Predicting ability of different methods on the Yeast dataset.

Model	Testing set	Ac (%)	Sn (%)	Pe (%)	MCC (%)
Guo et al.'s work [20]	ACC	89.33 ± 2.67	89.93 ± 3.60	88.77 ± 6.16	N/A
	AC	87.36 ± 1.38	87.30 ± 4.68	87.82 ± 4.33	N/A
Zhou et al.'s work [25]	SVM + LD	88.56 ± 0.33	87.37 ± 0.22	89.50 ± 0.60	77.15 ± 0.68
Yang et al.'s work [26]	Cod1	75.08 ± 1.13	75.81 ± 1.20	74.75 ± 1.23	N/A
	Cod2	80.04 ± 1.06	76.77 ± 0.69	82.17 ± 1.35	N/A
	Cod3	80.41 ± 0.47	78.14 ± 0.90	81.66 ± 0.99	N/A
	Cod4	86.15 ± 1.17	81.03 ± 1.74	90.24 ± 1.34	N/A
You et al.'s work [27]	PCA-EELM	87.00 ± 0.29	86.15 ± 0.43	87.59 ± 0.32	77.36 ± 0.44
The proposed method	RVM	92.65 ± 0.95	92.63 ± 0.55	92.67 ± 1.40	86.40 ± 1.61

Table 5.

Predicting ability of different methods on the Human dataset.

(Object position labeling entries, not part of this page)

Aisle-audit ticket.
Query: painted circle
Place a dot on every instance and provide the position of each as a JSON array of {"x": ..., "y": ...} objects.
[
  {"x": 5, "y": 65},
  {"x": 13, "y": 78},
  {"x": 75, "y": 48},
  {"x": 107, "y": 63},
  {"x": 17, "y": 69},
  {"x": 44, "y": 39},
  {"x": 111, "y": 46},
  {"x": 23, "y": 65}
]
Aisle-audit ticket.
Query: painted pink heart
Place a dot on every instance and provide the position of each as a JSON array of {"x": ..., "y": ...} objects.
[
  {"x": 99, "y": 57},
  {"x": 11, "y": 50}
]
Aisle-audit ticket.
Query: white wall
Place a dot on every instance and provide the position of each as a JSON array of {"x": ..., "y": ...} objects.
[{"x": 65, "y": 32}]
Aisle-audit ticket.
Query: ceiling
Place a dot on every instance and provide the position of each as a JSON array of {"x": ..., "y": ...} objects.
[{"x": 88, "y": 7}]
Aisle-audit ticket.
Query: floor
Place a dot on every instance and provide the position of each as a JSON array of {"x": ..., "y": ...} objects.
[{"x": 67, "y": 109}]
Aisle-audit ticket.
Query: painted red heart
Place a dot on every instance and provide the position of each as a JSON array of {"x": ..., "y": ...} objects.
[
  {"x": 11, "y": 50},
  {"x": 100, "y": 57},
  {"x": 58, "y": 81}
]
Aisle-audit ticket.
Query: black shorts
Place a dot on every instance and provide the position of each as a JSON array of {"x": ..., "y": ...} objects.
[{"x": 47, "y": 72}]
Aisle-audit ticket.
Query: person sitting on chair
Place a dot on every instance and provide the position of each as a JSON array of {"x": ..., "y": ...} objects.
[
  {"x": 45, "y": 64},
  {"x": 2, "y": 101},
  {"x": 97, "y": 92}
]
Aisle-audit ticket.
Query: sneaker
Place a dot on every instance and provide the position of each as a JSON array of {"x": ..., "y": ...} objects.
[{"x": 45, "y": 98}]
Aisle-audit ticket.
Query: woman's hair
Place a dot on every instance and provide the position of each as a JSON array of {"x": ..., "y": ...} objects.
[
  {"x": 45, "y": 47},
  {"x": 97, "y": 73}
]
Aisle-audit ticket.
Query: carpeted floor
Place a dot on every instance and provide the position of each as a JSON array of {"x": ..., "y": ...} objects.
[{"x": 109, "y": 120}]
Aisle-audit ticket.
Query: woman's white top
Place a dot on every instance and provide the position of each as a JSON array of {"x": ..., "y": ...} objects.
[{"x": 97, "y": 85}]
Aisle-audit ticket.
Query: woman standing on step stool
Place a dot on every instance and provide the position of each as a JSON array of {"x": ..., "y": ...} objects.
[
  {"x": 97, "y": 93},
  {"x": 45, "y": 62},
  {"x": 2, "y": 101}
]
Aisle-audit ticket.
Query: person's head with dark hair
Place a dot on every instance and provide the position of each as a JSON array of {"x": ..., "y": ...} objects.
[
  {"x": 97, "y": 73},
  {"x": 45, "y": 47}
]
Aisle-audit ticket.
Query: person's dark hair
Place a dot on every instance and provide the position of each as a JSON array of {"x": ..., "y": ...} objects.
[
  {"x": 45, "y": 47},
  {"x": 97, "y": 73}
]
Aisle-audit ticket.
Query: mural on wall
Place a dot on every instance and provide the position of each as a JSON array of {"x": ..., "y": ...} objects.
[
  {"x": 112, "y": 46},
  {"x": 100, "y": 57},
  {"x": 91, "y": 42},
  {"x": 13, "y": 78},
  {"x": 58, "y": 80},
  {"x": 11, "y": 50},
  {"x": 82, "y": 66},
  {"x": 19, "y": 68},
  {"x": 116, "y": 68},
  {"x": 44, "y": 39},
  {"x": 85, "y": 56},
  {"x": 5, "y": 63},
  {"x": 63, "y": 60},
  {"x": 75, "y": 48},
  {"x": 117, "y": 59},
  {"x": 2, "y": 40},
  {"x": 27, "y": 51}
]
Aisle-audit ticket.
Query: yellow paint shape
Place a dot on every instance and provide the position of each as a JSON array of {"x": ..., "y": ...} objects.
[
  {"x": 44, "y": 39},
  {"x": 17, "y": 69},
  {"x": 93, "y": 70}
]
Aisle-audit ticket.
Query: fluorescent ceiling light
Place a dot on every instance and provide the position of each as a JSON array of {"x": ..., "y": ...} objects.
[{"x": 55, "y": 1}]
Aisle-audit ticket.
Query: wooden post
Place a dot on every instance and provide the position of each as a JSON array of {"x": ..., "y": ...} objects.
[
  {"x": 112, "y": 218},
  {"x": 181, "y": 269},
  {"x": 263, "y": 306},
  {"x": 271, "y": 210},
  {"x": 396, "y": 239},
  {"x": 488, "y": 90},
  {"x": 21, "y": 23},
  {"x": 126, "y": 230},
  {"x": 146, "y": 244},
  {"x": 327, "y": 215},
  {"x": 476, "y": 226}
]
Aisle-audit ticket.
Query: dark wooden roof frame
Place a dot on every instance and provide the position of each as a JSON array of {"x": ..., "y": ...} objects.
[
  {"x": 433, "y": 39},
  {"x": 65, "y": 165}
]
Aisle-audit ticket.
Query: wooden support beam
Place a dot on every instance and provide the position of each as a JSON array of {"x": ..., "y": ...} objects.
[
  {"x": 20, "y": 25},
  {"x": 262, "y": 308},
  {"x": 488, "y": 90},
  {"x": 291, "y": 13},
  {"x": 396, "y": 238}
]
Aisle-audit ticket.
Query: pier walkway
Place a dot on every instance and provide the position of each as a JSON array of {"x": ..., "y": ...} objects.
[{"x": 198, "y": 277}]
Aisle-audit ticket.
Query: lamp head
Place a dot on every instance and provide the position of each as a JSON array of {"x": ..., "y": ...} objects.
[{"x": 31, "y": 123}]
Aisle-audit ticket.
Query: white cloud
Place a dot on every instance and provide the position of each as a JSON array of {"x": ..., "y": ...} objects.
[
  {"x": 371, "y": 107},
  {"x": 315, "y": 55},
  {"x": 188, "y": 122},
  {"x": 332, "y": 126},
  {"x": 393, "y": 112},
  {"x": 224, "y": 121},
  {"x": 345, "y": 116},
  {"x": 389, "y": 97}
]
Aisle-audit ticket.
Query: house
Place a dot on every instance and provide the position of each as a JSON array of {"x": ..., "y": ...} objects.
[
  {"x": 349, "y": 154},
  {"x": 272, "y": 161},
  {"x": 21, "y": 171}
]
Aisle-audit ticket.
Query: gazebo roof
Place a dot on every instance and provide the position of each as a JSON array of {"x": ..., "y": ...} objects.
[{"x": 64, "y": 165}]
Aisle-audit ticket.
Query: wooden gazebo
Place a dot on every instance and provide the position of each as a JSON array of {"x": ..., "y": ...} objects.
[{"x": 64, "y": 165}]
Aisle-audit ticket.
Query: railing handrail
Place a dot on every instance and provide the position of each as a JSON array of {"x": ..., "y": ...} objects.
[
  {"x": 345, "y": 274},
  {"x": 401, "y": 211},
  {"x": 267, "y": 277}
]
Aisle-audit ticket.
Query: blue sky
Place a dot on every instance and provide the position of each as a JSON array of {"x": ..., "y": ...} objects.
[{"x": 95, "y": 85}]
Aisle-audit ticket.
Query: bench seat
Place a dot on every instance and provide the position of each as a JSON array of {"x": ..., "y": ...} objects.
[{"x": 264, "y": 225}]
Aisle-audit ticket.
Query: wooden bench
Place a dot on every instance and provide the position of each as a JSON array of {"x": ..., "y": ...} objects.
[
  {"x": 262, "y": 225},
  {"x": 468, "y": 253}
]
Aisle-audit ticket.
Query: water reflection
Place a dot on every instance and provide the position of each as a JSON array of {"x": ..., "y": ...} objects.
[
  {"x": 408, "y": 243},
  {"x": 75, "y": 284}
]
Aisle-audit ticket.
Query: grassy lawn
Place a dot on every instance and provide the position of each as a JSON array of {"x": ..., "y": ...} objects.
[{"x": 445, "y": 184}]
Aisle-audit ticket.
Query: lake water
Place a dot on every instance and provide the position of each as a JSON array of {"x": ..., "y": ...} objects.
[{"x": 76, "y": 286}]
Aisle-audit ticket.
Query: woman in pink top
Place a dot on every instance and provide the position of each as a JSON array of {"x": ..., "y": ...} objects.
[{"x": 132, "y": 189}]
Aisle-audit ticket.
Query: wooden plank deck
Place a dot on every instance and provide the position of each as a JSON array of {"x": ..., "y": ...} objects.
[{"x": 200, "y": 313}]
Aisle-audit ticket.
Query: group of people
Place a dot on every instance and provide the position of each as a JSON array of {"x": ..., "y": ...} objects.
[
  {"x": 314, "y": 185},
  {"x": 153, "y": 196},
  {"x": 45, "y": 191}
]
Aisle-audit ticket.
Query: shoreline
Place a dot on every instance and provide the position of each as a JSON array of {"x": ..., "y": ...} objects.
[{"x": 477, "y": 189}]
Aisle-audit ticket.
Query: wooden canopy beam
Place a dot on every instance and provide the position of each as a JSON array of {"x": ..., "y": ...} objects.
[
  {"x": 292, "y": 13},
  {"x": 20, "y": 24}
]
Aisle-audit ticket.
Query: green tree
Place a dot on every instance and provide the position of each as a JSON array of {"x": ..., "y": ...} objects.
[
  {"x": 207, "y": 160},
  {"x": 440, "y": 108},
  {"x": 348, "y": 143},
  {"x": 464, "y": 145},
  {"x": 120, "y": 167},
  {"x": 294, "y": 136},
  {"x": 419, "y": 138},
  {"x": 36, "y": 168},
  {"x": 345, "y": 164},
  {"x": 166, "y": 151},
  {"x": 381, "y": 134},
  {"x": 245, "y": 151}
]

Model	Ac (%)	Sn (%)	Pe (%)	MCC (%)
LDA + RF [28]	96.4	94.2	N/A	92.8
LDA + RoF [28]	95.7	97.6	N/A	91.8
LDA + SVM [28]	90.7	89.7	N/A	81.3
AC + RF [28]	95.5	94.0	N/A	91.4
AC + RoF [28]	95.1	93.3	N/A	91.0
AC + SVM [28]	89.3	94.0	N/A	79.2
The proposed method	97.92	99.18	96.77	95.95

4. Conclusion

Knowledge of PPIs is becoming increasingly more important, which has prompted the development of computational methods. Though many approaches have been developed to solve this problem, the effectiveness and robustness of previous prediction models can still be improved. In this study, we explore a novel method using an RVM classifier combined with Local Phase Quantization and a Position Specific Scoring Matrix. From the experimental results, it can be seen that the prediction accuracy of the proposed method is obviously higher than those of previous methods. It is a very promising and useful support tool for future proteomics research. The main improvements of the proposed method come from adopting an effective feature extraction method that can capture useful evolutionary information. Moreover, the results showed that PCA significantly improves the prediction accuracy by integrating the useful information and reducing the influence of noise. In addition, the experimental results show that the RVM model is suitable for predicting PPIs. In conclusion, the proposed method is an efficient, reliable, and powerful prediction model and can be a useful tool for future proteomics research.

Competing Interests

The authors declare that there are no competing interests regarding the publication of this paper.

Authors' Contributions

The authors wish it to be known that, in their opinion, Ji-Yong An and Zhu-Hong You should be regarded as joint first authors.